Smart Color Choices to Make Seniors Safe at Home.
Updated: Apr 21, 2020
You’ve thought about making changes to the colors in your home or your helping your older adult parent with a refresh. You’ve probably focused on which colors are aesthetically pleasing and may have read an article or watched an HGTV episode to learn about interior design color trends. However, when designing spaces for older adults, it’s a different ballgame. Aesthetics are certainly part of it, but there’s a lot more to consider. Our eyes are aging just like the rest of us and this can impact how we interact in our everyday lives. We’re reminded of this every time we have to pull out our reading glasses to see a menu.
Seeing the world through yellow-colored lenses.
Just like paper yellows with age, so do the lenses of our eyes, affecting the way we see color. It’s like looking at the world through yellow-colored glasses. This makes it more difficult to see the differences between blue, green and violet. Yellow surfaces may also appear to be white.
Colors may seem more dull and it may be more difficult determining depth. That’s why older adults need clearly contrasting colors to differentiate changes in surfaces. One study discovered that 75-year-olds require twice as much contrast as their younger counterparts. By age 90, they can require three times as much contrast.
Pastels, which have been popular in senior housing and health care environments for decades, are actually among the most difficult colors for older adults because of the lack of contrast. All colors of this cool hue can appear grey. Brighter colors on the warm end of the spectrum, like red and gold, are much better for contrast.

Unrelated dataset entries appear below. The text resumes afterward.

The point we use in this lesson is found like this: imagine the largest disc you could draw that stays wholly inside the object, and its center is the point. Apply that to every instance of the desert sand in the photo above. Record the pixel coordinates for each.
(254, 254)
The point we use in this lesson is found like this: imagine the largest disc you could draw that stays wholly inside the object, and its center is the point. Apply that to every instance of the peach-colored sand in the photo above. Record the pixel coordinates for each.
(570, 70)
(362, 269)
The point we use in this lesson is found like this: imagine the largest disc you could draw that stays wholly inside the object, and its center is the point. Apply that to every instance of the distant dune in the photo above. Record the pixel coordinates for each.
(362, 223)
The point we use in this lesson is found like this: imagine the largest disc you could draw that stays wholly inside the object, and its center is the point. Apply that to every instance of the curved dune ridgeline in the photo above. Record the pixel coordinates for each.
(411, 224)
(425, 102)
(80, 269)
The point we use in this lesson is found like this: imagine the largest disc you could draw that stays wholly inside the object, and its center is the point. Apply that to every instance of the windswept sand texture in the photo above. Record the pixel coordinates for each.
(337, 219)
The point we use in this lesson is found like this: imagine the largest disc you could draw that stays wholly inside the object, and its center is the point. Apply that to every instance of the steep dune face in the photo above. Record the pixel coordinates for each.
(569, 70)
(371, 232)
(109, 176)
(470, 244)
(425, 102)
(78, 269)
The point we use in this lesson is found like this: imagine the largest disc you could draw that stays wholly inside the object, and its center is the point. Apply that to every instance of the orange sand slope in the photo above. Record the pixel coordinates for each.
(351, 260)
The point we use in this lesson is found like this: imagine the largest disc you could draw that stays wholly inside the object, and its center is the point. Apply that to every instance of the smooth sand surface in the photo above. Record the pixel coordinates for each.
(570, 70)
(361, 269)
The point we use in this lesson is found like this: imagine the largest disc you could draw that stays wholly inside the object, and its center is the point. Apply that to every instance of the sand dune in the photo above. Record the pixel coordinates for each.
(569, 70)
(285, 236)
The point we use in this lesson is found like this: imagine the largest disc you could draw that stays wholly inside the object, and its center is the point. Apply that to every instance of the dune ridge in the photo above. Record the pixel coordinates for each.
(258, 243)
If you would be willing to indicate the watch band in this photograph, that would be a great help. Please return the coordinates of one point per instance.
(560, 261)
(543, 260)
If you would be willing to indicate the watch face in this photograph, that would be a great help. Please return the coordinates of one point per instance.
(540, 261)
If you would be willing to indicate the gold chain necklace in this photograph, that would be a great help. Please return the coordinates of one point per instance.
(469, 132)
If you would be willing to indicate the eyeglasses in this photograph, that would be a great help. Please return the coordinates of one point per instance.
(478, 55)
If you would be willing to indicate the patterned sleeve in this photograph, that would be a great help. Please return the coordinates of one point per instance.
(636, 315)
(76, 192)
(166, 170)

Sensitivities for those with dementia.
If you’re creating a space for someone with dementia issues, color choice takes on more significance. For these people, very dark colors, especially black, may be perceived as a hole or missing space. Intensity is also an important consideration. Intense colors create a visual vibration that is unsettling for those with memory issues. Busy patterns and those with high contrast may look like they’re moving or make the individual feel dizzy. Solid colors in softer shades are generally the best option for these folks.

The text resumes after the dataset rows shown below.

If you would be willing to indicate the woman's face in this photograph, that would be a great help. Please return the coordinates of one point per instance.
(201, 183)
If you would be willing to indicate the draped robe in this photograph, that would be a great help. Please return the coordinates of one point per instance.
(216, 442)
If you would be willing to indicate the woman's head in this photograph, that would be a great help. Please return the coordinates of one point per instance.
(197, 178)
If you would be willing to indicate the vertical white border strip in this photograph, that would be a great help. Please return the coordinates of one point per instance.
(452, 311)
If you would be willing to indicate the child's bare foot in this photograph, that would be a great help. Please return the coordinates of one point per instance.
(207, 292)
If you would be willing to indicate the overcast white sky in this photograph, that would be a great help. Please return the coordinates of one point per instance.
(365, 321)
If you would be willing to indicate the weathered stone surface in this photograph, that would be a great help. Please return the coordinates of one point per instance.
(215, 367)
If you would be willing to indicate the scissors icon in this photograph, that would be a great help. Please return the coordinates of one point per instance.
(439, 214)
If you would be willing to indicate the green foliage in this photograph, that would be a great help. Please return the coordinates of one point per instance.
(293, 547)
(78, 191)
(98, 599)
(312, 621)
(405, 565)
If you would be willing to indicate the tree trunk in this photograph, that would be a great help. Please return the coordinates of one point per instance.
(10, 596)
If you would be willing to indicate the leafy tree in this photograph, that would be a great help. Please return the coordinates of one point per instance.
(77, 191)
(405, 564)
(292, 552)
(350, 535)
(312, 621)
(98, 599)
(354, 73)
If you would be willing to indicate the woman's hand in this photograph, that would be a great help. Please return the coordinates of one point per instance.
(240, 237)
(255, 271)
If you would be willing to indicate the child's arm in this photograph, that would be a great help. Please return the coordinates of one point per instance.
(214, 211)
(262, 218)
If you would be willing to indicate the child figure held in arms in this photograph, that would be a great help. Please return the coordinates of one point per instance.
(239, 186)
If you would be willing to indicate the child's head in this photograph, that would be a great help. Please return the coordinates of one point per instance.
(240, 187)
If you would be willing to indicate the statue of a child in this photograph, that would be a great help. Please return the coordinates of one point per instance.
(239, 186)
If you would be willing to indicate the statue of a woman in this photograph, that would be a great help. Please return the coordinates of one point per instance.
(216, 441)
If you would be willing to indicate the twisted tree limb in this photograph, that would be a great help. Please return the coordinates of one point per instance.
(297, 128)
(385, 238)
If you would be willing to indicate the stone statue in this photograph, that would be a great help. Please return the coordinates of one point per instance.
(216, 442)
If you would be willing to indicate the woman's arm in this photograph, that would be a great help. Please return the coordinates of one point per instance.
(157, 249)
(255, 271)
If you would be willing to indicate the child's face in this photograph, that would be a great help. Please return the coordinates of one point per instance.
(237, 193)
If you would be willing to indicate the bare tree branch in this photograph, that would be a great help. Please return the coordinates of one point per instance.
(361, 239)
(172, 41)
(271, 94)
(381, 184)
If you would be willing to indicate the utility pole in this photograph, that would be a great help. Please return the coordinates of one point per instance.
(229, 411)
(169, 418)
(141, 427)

No matter what color you ultimately decide on, creating contrast between surfaces is the most significant way you can make life easier for an older adult. Paint doors, door frames, and light switch covers to contrast from the wall color. Make sure that the color of tabletops can be easily differentiated from the floor. Clearly differentiated color between the wall, window coverings, floor, and major pieces of furniture will make it much easier for those with vision challenges to navigate in their space and feel safe at home.